Timberjet glad to hear you got it figured out. Would hate for your hard work to not be shown.


----------



## newsmokeguy

^^^^ are the pix up somewhere? ^^^


----------



## bmudd14474

No Pictures Yet. I'm At The N.fl Gathering. Working On It In The Next Day Or So


----------



## newsmokeguy

Thx ^^^ standing by to see what all the hype is bout (:


----------



## newsmokeguy

Will that throwdown thing change when pics r up or do I click it to find out?


----------



## newsmokeguy

The pic in carousel I mean


----------



## eman

The pics will be here in the throw down forum so that everyone can vote on their favorite.
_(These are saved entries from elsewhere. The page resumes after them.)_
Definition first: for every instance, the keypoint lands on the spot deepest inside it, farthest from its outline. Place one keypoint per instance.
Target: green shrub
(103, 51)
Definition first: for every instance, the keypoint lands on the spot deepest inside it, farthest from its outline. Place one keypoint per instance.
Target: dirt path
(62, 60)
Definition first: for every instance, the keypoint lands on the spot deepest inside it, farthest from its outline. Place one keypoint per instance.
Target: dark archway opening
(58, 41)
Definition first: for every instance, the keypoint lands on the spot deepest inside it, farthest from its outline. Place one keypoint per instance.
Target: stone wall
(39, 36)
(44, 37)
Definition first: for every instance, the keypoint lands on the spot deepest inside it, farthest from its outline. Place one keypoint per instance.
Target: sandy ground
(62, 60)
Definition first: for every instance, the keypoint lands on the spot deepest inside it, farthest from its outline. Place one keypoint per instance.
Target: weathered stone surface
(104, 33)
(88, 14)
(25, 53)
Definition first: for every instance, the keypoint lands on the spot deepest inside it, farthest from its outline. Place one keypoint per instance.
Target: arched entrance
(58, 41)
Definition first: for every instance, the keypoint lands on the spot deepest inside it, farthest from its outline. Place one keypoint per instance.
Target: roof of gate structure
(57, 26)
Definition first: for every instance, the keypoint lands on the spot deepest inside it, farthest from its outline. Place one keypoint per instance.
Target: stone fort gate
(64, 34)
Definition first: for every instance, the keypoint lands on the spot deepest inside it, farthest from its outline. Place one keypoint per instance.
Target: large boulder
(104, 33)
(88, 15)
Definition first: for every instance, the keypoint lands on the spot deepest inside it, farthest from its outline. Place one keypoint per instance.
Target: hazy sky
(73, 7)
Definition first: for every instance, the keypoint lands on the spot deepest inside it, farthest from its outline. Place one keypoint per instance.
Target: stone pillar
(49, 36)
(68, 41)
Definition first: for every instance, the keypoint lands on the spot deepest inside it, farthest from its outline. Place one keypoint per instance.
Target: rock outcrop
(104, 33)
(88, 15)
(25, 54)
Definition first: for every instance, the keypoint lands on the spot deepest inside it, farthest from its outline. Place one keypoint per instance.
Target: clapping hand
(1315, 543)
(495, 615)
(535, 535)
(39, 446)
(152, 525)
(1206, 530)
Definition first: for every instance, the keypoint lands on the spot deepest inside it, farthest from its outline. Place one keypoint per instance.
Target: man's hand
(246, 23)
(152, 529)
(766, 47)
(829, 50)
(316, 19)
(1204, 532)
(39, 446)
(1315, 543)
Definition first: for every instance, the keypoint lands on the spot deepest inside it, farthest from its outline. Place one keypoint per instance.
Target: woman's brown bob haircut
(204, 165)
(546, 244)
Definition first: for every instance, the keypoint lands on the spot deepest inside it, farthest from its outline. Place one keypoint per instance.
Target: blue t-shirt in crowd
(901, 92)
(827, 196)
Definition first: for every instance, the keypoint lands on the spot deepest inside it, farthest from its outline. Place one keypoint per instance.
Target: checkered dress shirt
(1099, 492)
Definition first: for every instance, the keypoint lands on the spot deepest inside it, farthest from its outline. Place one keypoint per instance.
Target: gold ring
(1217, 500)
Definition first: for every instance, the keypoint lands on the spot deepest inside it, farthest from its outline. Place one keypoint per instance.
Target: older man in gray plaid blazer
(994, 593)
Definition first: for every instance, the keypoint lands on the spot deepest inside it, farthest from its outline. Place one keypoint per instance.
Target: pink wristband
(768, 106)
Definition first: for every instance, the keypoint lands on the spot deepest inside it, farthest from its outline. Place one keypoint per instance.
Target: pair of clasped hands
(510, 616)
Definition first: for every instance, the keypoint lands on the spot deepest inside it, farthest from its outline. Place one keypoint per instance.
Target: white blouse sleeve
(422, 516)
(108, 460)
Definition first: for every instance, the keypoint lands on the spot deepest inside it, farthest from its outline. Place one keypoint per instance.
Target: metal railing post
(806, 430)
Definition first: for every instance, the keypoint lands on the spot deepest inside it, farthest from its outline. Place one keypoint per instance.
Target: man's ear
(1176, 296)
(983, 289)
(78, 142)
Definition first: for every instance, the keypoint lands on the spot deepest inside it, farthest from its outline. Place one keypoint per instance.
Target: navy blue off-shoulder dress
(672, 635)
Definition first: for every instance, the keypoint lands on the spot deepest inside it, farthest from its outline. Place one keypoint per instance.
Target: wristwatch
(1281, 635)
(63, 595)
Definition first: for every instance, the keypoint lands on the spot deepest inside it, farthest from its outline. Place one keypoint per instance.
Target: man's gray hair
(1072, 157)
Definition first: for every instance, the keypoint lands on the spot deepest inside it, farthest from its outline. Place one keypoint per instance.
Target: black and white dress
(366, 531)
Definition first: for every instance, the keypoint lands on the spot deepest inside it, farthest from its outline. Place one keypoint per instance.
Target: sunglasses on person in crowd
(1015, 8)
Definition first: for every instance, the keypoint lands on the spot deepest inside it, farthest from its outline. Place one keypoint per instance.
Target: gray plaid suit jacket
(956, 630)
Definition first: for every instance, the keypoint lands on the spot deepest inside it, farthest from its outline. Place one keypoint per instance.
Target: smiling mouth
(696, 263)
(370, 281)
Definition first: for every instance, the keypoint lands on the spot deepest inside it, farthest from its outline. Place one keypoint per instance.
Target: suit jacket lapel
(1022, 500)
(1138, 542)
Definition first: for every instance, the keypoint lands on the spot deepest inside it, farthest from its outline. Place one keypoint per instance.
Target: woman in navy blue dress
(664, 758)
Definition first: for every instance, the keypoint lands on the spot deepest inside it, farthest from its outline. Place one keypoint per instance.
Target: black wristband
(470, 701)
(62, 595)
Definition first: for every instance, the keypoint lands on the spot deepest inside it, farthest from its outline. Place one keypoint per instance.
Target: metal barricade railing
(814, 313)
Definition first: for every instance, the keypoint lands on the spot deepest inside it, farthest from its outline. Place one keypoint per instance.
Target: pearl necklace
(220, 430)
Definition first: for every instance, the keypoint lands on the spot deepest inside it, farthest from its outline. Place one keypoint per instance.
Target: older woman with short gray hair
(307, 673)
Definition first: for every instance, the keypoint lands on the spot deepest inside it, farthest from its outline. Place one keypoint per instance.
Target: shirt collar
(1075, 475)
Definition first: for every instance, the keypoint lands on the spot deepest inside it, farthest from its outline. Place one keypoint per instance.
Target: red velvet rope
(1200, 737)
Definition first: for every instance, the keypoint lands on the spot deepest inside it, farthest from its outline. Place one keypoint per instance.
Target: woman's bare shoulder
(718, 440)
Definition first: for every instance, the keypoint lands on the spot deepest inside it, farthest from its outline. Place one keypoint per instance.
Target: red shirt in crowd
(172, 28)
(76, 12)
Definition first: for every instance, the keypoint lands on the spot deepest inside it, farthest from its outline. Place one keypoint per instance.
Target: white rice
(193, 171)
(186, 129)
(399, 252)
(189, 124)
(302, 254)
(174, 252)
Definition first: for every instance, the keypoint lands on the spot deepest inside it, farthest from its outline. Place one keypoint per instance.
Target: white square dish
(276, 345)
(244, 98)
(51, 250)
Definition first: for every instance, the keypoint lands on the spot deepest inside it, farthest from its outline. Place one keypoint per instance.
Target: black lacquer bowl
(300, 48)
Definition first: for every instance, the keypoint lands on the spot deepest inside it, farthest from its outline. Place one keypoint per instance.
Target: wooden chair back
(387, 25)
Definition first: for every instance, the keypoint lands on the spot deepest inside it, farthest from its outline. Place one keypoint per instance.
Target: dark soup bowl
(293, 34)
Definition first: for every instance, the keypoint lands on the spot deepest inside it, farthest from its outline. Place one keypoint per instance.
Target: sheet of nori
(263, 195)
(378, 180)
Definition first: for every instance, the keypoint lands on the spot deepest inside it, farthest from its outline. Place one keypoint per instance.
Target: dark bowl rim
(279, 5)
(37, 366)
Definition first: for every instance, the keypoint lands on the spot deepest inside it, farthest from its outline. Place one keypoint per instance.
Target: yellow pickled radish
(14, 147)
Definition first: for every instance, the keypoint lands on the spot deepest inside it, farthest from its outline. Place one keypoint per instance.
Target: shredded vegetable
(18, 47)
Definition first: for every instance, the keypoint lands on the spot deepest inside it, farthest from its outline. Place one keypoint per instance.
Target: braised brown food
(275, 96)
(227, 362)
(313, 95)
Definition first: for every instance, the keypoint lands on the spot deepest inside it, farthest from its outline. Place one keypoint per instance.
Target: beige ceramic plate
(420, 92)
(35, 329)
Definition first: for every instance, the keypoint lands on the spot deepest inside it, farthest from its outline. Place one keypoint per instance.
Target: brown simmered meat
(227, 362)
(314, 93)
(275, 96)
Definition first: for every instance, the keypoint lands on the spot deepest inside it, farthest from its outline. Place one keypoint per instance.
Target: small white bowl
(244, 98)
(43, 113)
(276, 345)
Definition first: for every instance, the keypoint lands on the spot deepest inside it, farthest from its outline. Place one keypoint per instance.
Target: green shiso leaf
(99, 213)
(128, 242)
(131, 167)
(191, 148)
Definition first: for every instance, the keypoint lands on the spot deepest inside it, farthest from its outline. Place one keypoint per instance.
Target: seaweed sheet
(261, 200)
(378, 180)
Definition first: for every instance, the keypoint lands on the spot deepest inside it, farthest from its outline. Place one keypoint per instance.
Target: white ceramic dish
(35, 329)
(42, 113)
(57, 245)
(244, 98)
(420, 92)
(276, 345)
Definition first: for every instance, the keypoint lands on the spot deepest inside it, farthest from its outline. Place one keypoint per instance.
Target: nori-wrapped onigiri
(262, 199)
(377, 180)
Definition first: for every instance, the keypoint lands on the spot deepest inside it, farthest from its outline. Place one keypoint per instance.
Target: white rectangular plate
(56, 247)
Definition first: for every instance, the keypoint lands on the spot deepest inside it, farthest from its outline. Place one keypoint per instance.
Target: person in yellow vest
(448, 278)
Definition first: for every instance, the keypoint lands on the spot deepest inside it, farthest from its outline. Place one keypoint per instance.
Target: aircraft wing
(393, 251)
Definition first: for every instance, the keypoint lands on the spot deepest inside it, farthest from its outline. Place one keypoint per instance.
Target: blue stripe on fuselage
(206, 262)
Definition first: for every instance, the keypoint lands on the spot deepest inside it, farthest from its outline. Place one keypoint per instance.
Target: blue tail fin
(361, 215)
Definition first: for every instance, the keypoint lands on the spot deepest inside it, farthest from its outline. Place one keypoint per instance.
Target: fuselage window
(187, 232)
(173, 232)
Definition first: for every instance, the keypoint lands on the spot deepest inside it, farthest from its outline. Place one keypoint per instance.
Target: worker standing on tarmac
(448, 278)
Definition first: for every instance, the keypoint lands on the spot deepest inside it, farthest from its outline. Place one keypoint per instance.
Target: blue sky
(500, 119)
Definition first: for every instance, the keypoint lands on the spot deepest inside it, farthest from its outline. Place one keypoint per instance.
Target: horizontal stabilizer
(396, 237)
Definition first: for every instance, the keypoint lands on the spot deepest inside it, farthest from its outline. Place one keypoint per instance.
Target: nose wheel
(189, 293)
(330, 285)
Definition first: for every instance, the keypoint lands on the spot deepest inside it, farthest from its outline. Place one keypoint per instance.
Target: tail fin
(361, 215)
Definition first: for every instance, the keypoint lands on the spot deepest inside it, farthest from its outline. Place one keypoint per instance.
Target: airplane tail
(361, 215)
The winners will get put on the carousel.


----------



## newsmokeguy

Thx ^^^ I keep checking


----------



## palladini

My breakfast, A bottle of Coke and and a Mae west


----------



## tucson bbq fan

Palladini said:


> My breakfast, A bottle of Coke and and a Mae west


Isn't Mae West getting kind of old?  I kind of like them a bit younger and alive myself...


----------



## bdskelly

Who won? Whats happening? Where are we? What time is it?


----------



## jarjarchef

BDSkelly said:


> Who won? Whats happening? Where are we? What time is it?



nope nothing yet. Brian posted last Saturday he was at the N Fl Gathering and would get it up in a day or so. I hope he and his are ok.


----------



## tucson bbq fan

jarjarchef said:


> nope nothing yet. Brian posted last Saturday he was at the N Fl Gathering and would get it up in a day or so. I hope he and his are ok.


Entries are now posted and voting has started


----------